La creencia en la Inmaculada concepción, como ocurre con el modelo
de la musa en la literatura, fue un aspecto fundamental de la estrategia que
construyó a lo femenino como otredad, reduciendo a las mujeres a sus aspectos
esenciales y excluyéndolas de la cultura Occidental para establecer una
identidad propia. La Inmaculada concepción es el tercero de los cuatro dogmas
de fe marianos en el catolicismo. Los dos primeros se refieren a su relación
con Cristo: el Theotókos y el aeiparthenos, que son sus nombres en
griego.

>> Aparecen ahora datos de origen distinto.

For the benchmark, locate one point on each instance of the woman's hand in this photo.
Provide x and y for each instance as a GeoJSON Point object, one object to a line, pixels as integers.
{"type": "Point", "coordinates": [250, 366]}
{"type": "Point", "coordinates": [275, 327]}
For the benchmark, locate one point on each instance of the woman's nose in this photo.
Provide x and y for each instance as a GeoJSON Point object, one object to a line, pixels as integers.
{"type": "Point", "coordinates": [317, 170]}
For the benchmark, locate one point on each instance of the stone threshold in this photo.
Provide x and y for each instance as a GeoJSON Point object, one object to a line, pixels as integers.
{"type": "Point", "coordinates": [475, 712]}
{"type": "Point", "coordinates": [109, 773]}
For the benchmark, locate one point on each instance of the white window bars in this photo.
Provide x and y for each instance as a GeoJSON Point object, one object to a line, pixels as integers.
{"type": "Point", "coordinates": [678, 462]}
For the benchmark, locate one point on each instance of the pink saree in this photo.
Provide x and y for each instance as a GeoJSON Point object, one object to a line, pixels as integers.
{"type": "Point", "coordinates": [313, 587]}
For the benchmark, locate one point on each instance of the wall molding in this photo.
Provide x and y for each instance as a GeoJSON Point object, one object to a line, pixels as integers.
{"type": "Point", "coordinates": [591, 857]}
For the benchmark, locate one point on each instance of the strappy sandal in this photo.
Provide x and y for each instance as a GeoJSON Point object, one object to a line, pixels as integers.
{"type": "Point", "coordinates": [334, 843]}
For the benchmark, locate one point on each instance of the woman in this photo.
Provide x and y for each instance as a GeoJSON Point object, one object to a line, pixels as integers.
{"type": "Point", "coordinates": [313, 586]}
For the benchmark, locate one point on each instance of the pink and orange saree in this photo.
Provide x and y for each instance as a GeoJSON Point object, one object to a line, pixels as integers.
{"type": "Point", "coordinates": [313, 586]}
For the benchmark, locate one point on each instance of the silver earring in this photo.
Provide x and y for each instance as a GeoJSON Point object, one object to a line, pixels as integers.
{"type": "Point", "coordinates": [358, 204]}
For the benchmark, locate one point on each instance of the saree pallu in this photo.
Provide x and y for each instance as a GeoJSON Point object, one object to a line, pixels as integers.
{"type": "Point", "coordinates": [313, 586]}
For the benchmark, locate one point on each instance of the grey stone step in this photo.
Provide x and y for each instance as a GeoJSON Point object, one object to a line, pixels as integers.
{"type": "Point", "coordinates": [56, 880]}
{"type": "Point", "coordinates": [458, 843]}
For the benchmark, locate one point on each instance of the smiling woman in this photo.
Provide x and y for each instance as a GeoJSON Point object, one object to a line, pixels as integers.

Ambos son dogmas provenientes de las iglesias cristianas de Oriente,
uno la declara Madre de Dios (y se promulgó en el año 331) y el otro la asume
como virgen antes, durante y después del parto (y se hizo canónico en 300 años
después del anterior). La Inmaculada Concepción no se refiere al embrazo
virginal de María, sino a su nacimiento libre de Pecado original, lo que es
igual a decir que fue concebida sin necesidad de coito entre sus padres, Ana y
Joaquín. El dogma marca la obsesión del catolicismo con la virgen María y es
uno de los motivos más visibles de la mitología que construyó la Iglesia
alrededor de la pureza mariana. Dicho esto cabe preguntarse: ¿cuál es la
relación entre la mujer cuya pureza es a toda prueba y la construcción de lo
femenino como otredad?
Para empezar, la Inmaculada Concepción constituye la contracara de
Eva, tal como la muestra el Mito de la Caída: la mujer humana que es pura carne,
traspasada por el pecado. La Madre de Dios representa el ideal donde la primera
mujer es la materialidad.
La virgen María es la pureza y la gracia
que es la interpretación que el catolicismo hace del atributo
helenístico de la iluminación–, mientras que Eva representa la intención de
conocer, a pesar de que con ello se desafíe a Dios. Para mi una es la mujer
pasiva, la musa que representa los ideales y la otra es la mujer activa, la que
actúa como una intelectual. Como la noción de Inmaculada Concepción se hizo más
fuerte hacia finales de la Edad Media, cuando el catolicismo había barrido las
comunidades musulmanas de Europa y controlaba con cuidado las hebreas, no debe
escaparse de nuestra vista que declarar que ella nació libre de pecado y sin necesidad de coito
era una manera de decir que María no tenía sangre judía, lo que quedaba muy
bien en plena paranoia de la limpieza de sangre. La mujer que había
representado la más alta aspiración de los caballeros de la Reconquista no
podía tener sangre judía, por eso era menester aclarar que su venida al mundo
había recurrido a un método casi tan sorprendente como el de su Hijo, a pesar
de que Bernardo de Claraval temiera que eso terminaría promoviendo el culto a
sus padres. Sin embargo, el uso que me parece más significativo de la
Inmaculada Concepción porque define la construcción de la femineidad desde el
catolicismo es como herramienta para encubrir la fantasía edípica que coloca a
María como la única pareja del Mesías, su Hijo. Puesto que la carne de la Madre
de Dios no está manchada por el pecado y ella es incapaz de sentir inclinación
a pecar o sostener relaciones sexuales, el catolicismo no ve nada extraño en
elevarla a consorte simbólica de Cristo: la única que tiene el trono al lado de
él en el Reino. No olvidemos que la Asunción al Cielo es el cuarto y último
dogma mariano del catolicismo. Así, la reina de Dios no es una Diosa, sino una virgen.
El paso de la materialidad ejemplificada por Eva hacia la
espiritualidad de la que María es epítome queda signado en la Inmaculada
Concepción y permite establecer a lo femenino como un ideal (de pureza, gracia,
iluminación…) La paradoja de este planteamiento es que mientras exalta lo
femenino como fuente de la belleza y la sabiduría, desprestigia a las mujeres.